Representatives of Jewish community centers in New York City and Westchester County founded Camp Wel-Met, in 1935, where my mother, uncle Mike, and mentor Marty went in the 1950s and 60s. Its real name was the Metropolitan Jewish Centers Camp Association. The purpose of the camp was to “encourage and provide for children and young people, recreational, health and character building opportunities through the establishment and maintenance of a summer camp for children.” (Camp history on web site). In the summer of 1935, 75 boys went to the first Wel-Met camp location on rented land at Lake Tiorati in Bear Mountain State Park. It cost $12 a week.

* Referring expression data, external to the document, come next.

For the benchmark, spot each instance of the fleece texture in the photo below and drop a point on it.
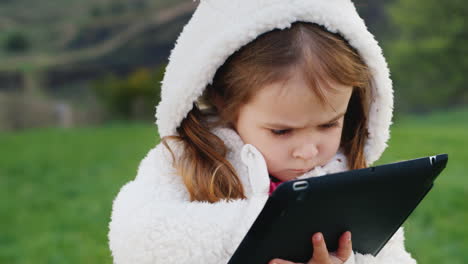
(153, 219)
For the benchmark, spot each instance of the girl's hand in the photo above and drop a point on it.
(321, 255)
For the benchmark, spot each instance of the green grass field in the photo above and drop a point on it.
(57, 187)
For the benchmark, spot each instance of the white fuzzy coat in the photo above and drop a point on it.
(152, 219)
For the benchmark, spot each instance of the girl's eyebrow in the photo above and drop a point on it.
(293, 126)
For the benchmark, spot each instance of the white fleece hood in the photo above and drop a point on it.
(219, 28)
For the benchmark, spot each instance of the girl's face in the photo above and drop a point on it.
(292, 128)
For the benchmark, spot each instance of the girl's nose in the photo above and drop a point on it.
(305, 152)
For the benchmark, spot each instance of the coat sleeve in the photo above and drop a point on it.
(393, 252)
(150, 224)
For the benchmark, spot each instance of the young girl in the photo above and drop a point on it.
(257, 92)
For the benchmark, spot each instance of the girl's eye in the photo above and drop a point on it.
(280, 132)
(334, 124)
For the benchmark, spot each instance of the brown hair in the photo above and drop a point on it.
(270, 58)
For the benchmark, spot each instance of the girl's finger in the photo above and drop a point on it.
(320, 249)
(280, 261)
(345, 247)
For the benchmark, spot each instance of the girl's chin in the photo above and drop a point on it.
(286, 176)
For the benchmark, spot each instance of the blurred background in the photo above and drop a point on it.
(79, 81)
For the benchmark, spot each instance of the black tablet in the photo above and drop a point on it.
(372, 203)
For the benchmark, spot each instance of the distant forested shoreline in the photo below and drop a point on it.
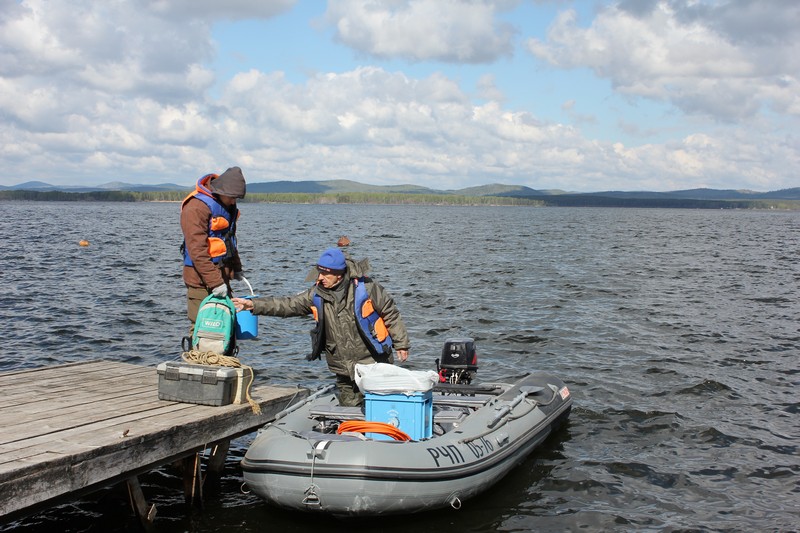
(560, 200)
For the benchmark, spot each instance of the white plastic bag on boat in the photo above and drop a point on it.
(383, 378)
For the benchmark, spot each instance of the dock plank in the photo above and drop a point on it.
(70, 429)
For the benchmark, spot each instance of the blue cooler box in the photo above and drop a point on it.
(411, 414)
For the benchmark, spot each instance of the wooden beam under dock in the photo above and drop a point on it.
(68, 430)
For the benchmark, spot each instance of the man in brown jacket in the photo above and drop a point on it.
(357, 320)
(208, 220)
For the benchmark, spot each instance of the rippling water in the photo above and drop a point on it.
(676, 330)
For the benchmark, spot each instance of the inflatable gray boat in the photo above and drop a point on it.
(404, 453)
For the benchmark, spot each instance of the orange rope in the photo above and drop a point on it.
(373, 427)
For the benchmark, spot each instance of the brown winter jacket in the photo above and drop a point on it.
(195, 217)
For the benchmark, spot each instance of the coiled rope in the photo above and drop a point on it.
(373, 427)
(214, 359)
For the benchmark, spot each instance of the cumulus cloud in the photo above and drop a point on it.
(87, 95)
(728, 60)
(462, 31)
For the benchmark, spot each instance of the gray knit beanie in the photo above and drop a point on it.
(229, 183)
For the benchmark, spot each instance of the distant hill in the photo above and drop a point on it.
(551, 197)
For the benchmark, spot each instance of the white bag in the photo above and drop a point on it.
(383, 378)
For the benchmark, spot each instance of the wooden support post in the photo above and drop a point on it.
(216, 465)
(193, 480)
(139, 504)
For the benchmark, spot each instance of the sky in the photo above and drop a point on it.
(581, 96)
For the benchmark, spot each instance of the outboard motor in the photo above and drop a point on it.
(459, 361)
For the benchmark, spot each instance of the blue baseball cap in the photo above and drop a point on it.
(332, 262)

Today Jewish summer camps range from Orthodox to Reform, like my camp, Cedar Lake. An Orthodox camp like Camp Nesher for boys “combines an enriched Torah atmosphere with the best recreational programs,” according to its web site. For Orthodox girls, at Camp Shoshonim, girls wear mostly skirts and dresses while doing sports along with chesed (acts of kindness) and chinuch (education). Among the best known today is Camp Ramah, run by the Conservative Movement, which is co-ed and has sports as well as religious services. Ramah sets aside several hours a day for intensive Jewish study.
At Cedar Lake, which is Reform, there was a special Bar or Bat Mitzvah tutor available for campers who wanted to work over the summer. There were services Friday nights and Saturday mornings for about two hours and you had to wear white. Of course, there was kosher food, so no bacon or milk with meat. It wasn’t hard eating kosher food because there were still great meals like hot dogs and grilled cheese, but not at the same time of course.
The height of Jewish camp popularity was in the 1950s, but soon camps started to close because kids wanted to do other things in the summer.
Today, instead of going to Jewish summer camps, kids often go to secular camps, or subject related camps such as basketball camp, or math camp. But nonetheless, kids do go to summer camps during the summer to get out of the hot city, just as they used to back in the 1900’s when summer camps weren’t even very popular.
I have gone to Jewish sleep-away camp every year not because I am forced to, but because I want to enjoy my few months of no school, and nice, hot weather outside of the city. I have gone to this camp because I see something that I don’t see anywhere in the hot, do-nothing city. I see COMMUNITY, getting together, playing with friends my age, and having a good time. That’s why I have gone to camp.
My mom said her years at a Jewish camp were outstanding. She wanted me to have the same opportunity. My mom chose a Jewish camp because it was culturally familiar to her. She had sent me to the 92nd Street Y camps, again because of her comfort with the Jewish camp experience. While my mom is, obviously, a Humanistic Jew, she said exposing me to other forms of Judaism would be “good for me.” I’ve learned a lot about being a Jew at camp.
But, it is time for me to move on from summer camp. Now that I am almost 14 I have decided to do other things in the summer – a backpacking and kayaking trip with the Appalachian Mountain Club and computer class at Columbia. Camp has been a great growing experience for me, but it’s time to move on. Like it has been for kids for the past 100 years, Jewish camp has been an outstanding experience for which I am very thankful.